An additional proposed mechanism involves glutathione metabolism. The release of cyanide and benzaldehyde into tumors depletes their glutathione, disrupting cellular processes and potentially inducing apoptosis in cancer cells. 


Despite these proposed mechanisms, more research is needed to fully understand the anticancer properties of amygdalin.

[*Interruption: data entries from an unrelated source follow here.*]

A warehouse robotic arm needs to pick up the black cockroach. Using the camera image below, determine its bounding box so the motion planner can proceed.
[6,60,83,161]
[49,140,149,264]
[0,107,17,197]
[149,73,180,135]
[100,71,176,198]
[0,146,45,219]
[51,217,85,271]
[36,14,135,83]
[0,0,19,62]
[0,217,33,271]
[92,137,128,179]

Amygdalin – Laetrile Controversy and Politics – Forbidden Fruits


If the cancer fighting potential of amygdalin and its purified, semi-synthetic form Laetrile was truly ineffective, there would be no controversy. 


Amygdalin, while possessing potential anticancer properties, has not been successfully developed into a patentable and profitable drug by pharmaceutical companies, unlike other plant-derived agents such as: 

  • taxol and vinca alkaloids from the Pacific yew tree were patented to create the chemotherapy agent’s taxol and paxataxol.

  • toxic vinca-alkaloids have been patented from Madagascan periwinkle (Catharanthus roseus) to create the chemotherapy agent’s vinblastine and vincristine. 

  • podophyllotoxin has been patented from May apple’s toxin (Podophyllum peltatum) to create the chemotherapy drugs, etoposide and teniposide.

  • rastuzumab emtansine (Kadcyla) is an antibody conjugated to a synthetic toxic derivative of the Ethiopian plant Maytenus ovatus. It is used to treat leukemia, breast, and lung cancers.

All are very profitable, patented cytotoxic agents.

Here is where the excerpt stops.